Hi everyone,
I am interested in implementing a critical section in my GPU code. I realize that the performance for this will be terrible, and that I should try to avoid it, and that there have been numerous posts on this in the past, but I haven’t seen any posts that talk about implementing behavior similar to pthread_cond_wait() or pthread_cond_broadcast() (pretty much all of the previous topics dealt with acquiring and releasing a lock in some form or fashion…there may be a reason for this that I don’t know of).

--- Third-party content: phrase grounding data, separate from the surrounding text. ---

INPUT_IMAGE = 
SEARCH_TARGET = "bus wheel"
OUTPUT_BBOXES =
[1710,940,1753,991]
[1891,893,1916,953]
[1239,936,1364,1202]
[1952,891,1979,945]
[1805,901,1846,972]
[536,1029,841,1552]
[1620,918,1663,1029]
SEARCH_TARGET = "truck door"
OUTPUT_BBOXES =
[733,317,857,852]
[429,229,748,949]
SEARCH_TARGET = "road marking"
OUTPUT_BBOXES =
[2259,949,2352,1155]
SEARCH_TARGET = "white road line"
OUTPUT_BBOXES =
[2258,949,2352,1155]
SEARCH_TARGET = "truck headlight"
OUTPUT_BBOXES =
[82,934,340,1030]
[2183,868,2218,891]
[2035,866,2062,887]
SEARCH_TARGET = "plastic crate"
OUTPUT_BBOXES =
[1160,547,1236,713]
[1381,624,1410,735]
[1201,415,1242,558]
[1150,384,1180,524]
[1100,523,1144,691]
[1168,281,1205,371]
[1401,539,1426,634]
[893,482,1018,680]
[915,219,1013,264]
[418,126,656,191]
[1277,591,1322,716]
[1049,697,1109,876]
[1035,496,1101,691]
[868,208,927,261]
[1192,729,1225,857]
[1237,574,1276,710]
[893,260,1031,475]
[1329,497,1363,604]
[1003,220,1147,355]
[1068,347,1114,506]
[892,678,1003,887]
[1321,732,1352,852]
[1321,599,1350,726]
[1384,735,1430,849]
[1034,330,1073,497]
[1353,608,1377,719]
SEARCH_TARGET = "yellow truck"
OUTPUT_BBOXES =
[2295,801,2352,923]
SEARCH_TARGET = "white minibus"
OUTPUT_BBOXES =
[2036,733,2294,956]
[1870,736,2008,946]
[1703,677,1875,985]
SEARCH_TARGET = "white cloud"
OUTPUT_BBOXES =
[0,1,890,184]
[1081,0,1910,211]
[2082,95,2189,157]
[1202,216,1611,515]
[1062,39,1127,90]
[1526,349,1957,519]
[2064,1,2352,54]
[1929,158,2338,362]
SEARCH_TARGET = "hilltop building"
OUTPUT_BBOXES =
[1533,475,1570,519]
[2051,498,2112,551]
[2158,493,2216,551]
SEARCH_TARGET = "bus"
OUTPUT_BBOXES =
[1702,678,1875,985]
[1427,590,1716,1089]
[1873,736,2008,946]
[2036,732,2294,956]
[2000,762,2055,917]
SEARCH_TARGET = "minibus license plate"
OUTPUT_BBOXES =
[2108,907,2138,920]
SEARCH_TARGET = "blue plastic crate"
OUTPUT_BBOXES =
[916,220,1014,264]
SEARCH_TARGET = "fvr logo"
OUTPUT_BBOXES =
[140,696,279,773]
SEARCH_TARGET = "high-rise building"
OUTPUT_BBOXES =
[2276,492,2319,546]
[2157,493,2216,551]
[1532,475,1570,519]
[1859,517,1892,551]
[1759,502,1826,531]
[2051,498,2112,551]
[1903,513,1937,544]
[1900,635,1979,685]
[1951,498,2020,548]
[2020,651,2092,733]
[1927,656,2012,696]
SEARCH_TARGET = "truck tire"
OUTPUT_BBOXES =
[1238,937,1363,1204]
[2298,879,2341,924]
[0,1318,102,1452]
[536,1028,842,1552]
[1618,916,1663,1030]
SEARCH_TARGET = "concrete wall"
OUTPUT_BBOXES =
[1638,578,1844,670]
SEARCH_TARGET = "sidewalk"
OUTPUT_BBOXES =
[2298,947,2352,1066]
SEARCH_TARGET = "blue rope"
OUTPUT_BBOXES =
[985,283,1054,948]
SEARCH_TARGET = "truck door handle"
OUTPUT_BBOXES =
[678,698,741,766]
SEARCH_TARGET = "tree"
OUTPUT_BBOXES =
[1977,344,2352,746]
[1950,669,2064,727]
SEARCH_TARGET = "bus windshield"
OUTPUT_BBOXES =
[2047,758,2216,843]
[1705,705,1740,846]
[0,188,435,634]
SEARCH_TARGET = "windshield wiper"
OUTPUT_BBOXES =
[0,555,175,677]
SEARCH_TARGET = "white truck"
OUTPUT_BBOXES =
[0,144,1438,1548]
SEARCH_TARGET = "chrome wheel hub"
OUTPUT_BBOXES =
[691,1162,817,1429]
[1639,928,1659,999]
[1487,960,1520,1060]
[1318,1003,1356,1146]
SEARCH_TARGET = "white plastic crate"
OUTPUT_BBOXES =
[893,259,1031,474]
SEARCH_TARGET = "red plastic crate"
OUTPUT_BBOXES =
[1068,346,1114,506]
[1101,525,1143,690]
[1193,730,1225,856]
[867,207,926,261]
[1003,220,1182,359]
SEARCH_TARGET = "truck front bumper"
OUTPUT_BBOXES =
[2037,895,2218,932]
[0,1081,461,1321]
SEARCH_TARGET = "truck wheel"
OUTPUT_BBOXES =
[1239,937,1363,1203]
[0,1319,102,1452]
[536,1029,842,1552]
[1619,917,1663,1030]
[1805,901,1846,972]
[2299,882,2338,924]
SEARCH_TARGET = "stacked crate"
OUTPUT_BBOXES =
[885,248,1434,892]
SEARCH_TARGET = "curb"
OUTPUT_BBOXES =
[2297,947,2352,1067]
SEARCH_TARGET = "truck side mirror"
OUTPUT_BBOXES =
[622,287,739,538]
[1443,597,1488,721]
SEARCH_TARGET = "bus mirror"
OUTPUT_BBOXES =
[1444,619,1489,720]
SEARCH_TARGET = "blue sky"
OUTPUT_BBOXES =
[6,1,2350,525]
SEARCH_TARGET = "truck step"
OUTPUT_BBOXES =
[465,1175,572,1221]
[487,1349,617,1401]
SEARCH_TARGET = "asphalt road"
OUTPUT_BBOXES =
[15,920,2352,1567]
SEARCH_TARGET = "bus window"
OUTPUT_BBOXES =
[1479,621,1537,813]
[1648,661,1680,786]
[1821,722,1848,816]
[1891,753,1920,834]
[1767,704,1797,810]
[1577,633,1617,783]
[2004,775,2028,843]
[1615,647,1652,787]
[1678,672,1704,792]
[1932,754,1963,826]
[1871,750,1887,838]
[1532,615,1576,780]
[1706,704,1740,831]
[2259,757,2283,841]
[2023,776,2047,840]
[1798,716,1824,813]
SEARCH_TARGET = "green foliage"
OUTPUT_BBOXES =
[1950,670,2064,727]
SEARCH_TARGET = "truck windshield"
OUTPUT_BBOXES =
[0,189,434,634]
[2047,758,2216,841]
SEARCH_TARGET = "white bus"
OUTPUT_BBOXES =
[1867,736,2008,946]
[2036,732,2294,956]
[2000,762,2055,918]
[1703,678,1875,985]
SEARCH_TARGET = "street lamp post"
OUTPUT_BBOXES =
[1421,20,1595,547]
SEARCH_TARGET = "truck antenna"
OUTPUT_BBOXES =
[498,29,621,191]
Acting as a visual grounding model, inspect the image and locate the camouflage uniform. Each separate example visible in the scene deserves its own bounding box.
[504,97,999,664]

Anyways, I was wondering if anyone could provide me some insight as to how I might go about implementing functionality similar to pthread_cond_wait() or pthread_cond_broadcast()? Is it even possible? Is it implemented implicitly when using atomic memory operations (for the locks)? For example, say I wanted to implement function where all threads but 1 were waiting for the other thread to set a variable for them (yes, I realize this is slow and will cause warp divergence), how might I go about this?
Example (Pseudo-code):
[codebox]if ( threadIdx != 0 )
{
// wait for value to be set (pthread_cond_wait)
}
else
{
// acquire lock
// do whatever I need to do before the other threads can do anything
// set value
// broadcast to other threads the new value (pthread_cond_broadcast)
// release lock
}
__syncthreads() or __threadfence // depending on which is needed[/codebox]
I am using an NVS Quadro 295 with CUDA 2.2 with Compute Capability 1.1, if that helps.
Thanks,
Matt